A decisão requisita, ainda, “com urgência e prioridade”, informações ao governador e ao presidente da Assembleia Legislativa do Estado (AL-CE), em um prazo de 10 dias. A Defensoria Pública do Estado, a Associação dos Defensores Públicos do Ceará (Adpec), o governador Camilo Santana e o presidente em exercício da AL-CE, deputado Fernando Santana (PT), foram procurados pela reportagem, por meio de suas assessorias, mas ainda não se pronunciaram sobre o assunto.

Quando do ajuizamento da ADI, em agosto, a Defensoria Pública do Ceará se manifestou, em nota, argumentando que os estados têm autonomia para, por meio da Assembleia Legislativa, conceder foro por prerrogativa de função aos defensores públicos. Declarou ainda que o foro “não se constitui como benesse, mas como forma de proteção do cargo de um agente político que se transformou nas últimas décadas, exercendo função de defesa de direitos das mais variadas concepções”.

O que é o foro privilegiado  

O foro especial por prerrogativa de função, conhecido por muitos como foro privilegiado, é um mecanismo legal que dá a seus beneficiados a prerrogativa de ser julgado por tribunais superiores em casos de ações penais.

Estados não podem inovar em Direito processual  

Além da ADI questionando o dispositivo na constituição cearense, Aras também protocolou outras 16 ações do mesmo tipo no STF, todas questionando a atribuição do foro privilegiado a autoridades que não são listadas na Constituição Federal, como delegados, procuradores, auditores militares, presidentes de entidades estaduais e reitores, além de defensores públicos.

Segundo o procurador-geral, os estados não podem inovar nessa área, pois a União tem a competência exclusiva para legislar sobre Direito Processual.
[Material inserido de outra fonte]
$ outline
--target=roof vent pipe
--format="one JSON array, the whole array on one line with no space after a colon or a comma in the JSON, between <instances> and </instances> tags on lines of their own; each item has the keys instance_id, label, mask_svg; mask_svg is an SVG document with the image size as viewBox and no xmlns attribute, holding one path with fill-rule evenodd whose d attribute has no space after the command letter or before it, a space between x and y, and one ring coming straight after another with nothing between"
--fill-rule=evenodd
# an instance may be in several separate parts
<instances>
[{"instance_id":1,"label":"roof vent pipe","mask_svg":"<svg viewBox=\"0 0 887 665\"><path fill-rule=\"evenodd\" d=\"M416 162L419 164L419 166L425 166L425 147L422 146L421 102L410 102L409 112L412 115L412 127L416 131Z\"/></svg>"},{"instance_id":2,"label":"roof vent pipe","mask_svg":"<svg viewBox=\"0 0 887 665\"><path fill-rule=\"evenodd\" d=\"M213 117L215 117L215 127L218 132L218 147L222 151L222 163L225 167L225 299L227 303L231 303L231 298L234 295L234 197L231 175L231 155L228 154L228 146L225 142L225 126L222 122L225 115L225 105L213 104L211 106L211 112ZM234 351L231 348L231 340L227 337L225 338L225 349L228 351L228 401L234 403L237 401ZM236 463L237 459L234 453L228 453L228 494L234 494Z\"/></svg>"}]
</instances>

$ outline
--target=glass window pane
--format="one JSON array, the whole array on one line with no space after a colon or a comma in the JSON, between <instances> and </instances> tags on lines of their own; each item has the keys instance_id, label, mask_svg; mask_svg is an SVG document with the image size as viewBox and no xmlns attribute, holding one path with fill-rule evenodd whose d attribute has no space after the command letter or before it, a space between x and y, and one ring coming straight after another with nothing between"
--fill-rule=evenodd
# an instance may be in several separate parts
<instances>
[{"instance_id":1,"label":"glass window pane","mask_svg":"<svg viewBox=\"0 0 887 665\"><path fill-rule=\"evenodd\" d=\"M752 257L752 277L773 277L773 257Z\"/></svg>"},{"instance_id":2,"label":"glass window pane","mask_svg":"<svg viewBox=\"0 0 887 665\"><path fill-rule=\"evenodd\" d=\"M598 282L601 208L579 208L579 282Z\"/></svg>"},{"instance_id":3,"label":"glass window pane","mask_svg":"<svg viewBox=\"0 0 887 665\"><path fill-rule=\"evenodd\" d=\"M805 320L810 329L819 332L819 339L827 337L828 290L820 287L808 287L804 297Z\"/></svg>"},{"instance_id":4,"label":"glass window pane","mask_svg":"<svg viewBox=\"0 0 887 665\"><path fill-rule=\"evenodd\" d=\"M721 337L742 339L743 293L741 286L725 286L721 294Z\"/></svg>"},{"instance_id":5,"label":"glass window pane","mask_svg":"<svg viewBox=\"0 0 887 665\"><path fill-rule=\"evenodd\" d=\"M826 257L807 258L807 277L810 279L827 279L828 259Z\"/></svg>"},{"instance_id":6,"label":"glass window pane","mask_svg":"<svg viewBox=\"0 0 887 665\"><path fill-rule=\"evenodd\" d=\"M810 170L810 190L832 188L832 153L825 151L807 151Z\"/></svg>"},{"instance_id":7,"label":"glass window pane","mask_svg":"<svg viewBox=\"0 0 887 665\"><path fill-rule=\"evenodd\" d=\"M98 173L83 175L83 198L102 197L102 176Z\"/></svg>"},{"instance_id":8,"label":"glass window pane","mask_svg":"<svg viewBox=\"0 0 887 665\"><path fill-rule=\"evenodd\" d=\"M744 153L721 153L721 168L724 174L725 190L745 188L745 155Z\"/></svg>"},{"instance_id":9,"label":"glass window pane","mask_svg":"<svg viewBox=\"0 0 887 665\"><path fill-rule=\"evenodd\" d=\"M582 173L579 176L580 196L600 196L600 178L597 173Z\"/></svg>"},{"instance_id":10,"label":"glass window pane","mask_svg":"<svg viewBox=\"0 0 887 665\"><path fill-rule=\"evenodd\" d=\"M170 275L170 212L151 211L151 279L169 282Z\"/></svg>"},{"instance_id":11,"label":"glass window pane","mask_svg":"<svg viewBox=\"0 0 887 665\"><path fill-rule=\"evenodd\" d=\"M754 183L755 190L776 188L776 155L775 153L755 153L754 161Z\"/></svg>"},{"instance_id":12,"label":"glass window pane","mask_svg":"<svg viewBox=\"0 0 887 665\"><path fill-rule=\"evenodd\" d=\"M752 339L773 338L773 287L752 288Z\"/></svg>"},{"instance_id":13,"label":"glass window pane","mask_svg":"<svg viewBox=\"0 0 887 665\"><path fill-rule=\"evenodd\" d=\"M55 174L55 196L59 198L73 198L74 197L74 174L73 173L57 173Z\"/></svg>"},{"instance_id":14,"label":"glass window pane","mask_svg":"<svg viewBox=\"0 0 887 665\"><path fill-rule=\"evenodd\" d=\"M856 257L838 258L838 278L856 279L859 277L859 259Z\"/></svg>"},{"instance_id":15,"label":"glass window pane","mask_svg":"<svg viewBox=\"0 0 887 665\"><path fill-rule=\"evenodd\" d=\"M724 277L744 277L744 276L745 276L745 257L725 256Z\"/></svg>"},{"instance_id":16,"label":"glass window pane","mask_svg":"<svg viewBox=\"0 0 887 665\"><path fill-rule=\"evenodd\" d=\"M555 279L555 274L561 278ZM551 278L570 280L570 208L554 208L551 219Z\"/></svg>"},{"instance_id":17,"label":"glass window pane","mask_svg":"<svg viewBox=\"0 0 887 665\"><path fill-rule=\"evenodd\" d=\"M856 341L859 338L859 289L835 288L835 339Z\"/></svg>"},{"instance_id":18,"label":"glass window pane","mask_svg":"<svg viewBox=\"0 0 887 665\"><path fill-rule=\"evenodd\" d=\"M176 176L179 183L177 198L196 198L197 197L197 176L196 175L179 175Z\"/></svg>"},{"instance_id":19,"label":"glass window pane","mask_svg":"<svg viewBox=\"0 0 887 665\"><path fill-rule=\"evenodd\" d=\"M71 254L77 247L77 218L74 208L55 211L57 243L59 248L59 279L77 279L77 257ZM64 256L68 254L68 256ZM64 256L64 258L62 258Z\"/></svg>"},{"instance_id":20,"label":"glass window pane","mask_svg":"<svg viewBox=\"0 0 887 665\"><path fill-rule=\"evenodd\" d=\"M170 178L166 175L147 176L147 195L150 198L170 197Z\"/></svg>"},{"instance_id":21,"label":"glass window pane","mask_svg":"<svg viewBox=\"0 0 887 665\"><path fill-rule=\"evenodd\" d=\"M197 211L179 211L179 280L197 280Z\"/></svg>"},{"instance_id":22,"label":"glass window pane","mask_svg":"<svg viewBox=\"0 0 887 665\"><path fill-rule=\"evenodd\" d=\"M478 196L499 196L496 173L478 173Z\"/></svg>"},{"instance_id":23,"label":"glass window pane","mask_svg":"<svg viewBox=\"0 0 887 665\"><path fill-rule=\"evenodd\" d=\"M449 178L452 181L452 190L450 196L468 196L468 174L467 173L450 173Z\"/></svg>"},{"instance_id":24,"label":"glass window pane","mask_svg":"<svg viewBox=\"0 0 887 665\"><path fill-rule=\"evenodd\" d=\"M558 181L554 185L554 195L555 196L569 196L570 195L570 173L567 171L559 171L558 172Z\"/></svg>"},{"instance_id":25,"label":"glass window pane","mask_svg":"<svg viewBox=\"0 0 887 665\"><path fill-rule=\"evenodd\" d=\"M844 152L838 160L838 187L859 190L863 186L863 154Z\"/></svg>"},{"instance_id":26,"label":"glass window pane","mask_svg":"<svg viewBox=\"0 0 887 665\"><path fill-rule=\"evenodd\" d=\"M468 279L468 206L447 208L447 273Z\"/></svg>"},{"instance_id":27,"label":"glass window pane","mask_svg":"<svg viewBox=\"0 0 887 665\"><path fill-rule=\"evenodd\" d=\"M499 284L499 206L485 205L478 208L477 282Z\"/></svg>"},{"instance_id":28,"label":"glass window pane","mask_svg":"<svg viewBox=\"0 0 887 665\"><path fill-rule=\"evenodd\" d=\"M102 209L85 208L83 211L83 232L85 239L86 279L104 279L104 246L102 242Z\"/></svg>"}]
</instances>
A seu ver, as constituições estaduais, ao prever o foro por prerrogativa de função a ocupantes de cargos que não constam da Constituição Federal, violam o princípio da isonomia, pois atribuem tratamento desigual, pois todos os servidores públicos, quando não qualificados como agentes políticos, são processados e julgados no primeiro grau de jurisdição.

Associação

À reportagem, a Associação Nacional das Defensoras e Defensores Públicos (Anadep) e a Associação dos Defensores Públicos do Estado do Ceará (Adpec) disseram ter tomado conhecimento “há pouco” da decisão da ministra da STF. “A prerrogativa de foro em razão da função é uma necessidade decorrente da paridade de armas, para o bom desempenho das funções defensoriais. Serão analisados próximos passos a serem adotados”, explica Regis Gonçalves, que é diretor jurídico da Adpec. As entidades entraram com Amicus Curiae, mas ainda não houve decisão sobre a ação.

Outras ADIs  

As ações ajuizadas pelo procurador-geral questionando a constitucionalidade do foro especial são as seguintes: ADIs 6501 (Pará), 6502 (Pernambuco); 6504 (Piauí); 6505 (Rio de Janeiro); 6506 (Mato Grosso); 6507 (Mato Grosso do Sul); 6508 (Rondônia); 6509 (Maranhão); 6510 (Minas Gerais); 6511 (Roraima); 6512 (Goiás); 6513 (Bahia); 6514 (Ceará); 6515 (Amazonas); 6516 (Alagoas); 6517 (São Paulo); e 6518 (Acre).